I’m working on an artist classification task (50 classes) with a dataset of 5,311 images. The biggest constraint here is that I strictly cannot use pre-trained weights and must train from scratch.
I’m currently using ResNet18 and facing massive overfitting. My training accuracy hits 99% pretty quickly, but validation accuracy is stuck way lower. I’ve tried adding dropout, using weight decay, extensive learning rate tuning, and even reducing the number of channels in the ResNet architecture to lower the model complexity.
Nothing seems to be closing the train-val gap effectively. Is ResNet18 still too complex for this amount of data without transfer learning?
I’ve never used ResNet18, so this is just uninformed speculation on my part.
Is the constraint that you cannot use pre-trained weights if they were pre-trained by somebody
else on somebody else’s dataset? Or is the constraint that you can’t use pre-trained weights
even if you pre-trained them using your own dataset?

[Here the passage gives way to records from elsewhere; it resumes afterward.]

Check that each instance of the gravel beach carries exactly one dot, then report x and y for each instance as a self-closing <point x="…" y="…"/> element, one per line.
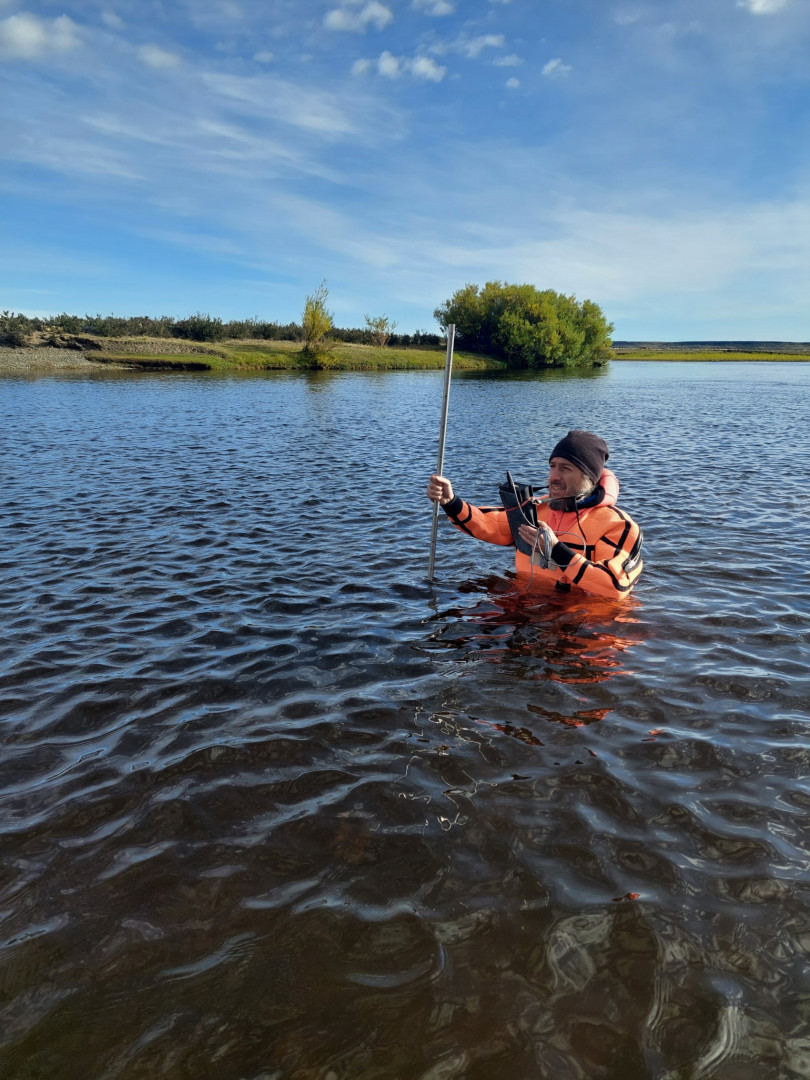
<point x="45" y="359"/>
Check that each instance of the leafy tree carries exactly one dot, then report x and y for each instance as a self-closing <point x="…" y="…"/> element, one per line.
<point x="316" y="321"/>
<point x="528" y="327"/>
<point x="380" y="328"/>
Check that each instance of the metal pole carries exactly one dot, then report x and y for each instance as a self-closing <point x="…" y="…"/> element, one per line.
<point x="442" y="433"/>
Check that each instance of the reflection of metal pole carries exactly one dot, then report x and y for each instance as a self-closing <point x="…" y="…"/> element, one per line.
<point x="442" y="433"/>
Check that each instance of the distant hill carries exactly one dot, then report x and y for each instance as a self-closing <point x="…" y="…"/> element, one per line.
<point x="786" y="347"/>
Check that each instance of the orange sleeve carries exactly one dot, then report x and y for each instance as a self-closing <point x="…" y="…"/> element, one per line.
<point x="613" y="561"/>
<point x="484" y="523"/>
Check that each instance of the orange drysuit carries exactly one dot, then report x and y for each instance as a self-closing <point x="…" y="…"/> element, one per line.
<point x="598" y="547"/>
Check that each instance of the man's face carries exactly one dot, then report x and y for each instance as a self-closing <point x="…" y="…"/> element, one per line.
<point x="566" y="481"/>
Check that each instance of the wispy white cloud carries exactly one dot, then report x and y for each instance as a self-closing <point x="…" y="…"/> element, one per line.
<point x="555" y="69"/>
<point x="27" y="37"/>
<point x="312" y="110"/>
<point x="424" y="67"/>
<point x="434" y="7"/>
<point x="356" y="18"/>
<point x="472" y="48"/>
<point x="763" y="7"/>
<point x="112" y="19"/>
<point x="157" y="57"/>
<point x="392" y="67"/>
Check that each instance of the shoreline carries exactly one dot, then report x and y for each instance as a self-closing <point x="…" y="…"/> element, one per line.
<point x="43" y="360"/>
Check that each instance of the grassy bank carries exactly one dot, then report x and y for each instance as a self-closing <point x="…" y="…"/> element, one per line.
<point x="151" y="354"/>
<point x="689" y="355"/>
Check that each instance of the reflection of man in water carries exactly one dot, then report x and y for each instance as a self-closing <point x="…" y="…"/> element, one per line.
<point x="591" y="544"/>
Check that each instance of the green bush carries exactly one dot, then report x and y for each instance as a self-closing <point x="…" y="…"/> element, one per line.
<point x="14" y="329"/>
<point x="199" y="327"/>
<point x="528" y="327"/>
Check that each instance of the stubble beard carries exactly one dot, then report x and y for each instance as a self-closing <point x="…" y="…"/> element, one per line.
<point x="567" y="502"/>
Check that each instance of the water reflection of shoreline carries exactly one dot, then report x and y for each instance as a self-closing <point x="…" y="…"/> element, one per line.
<point x="540" y="639"/>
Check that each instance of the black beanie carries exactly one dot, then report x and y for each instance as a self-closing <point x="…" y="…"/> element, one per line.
<point x="583" y="449"/>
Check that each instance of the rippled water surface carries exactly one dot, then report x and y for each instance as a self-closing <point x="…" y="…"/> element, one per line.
<point x="272" y="808"/>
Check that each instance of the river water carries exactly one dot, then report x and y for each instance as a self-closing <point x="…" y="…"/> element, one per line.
<point x="272" y="808"/>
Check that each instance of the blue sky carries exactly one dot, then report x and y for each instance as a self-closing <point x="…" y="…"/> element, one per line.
<point x="165" y="157"/>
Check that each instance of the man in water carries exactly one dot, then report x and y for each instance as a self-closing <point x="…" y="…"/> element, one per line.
<point x="581" y="541"/>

You are trying to train with about 5,000 images, split up as about 100 images per class for 50
classes.
Looking at the ResNet paper cited by pytorch’s ResNet18 documentation, I’m guessing that
pytorch’s pre-trained weights come from training a 1000-class classifier on 1.28 million images,
so about 1,000 images per class.
So it seems plausible that the training set you want to use to train from scratch could well
be too small. ResNet18 has about 11.7 million parameters. I don’t know how to translate the
number of parameters into how much training data you will need, but it seems plausible that
5,000 training images just isn’t enough.
It sounds like you’ve already tried most of the main techniques for reducing overfitting, but
you should definitely try Chris’s suggestion of using data augmentation. However, it’s not
realistic to expect data augmentation to give you one million effective images from a dataset
of just 5,000 images.
Coming back to the pre-training question: Do you have access to a significantly larger dataset
that wouldn’t violate your “no pre-trained weights” constraint? Would it be possible for you to
do your own pre-training on a dataset that’s large enough to avoid overfitting and then fine-tune
on your actual artist-classification use case?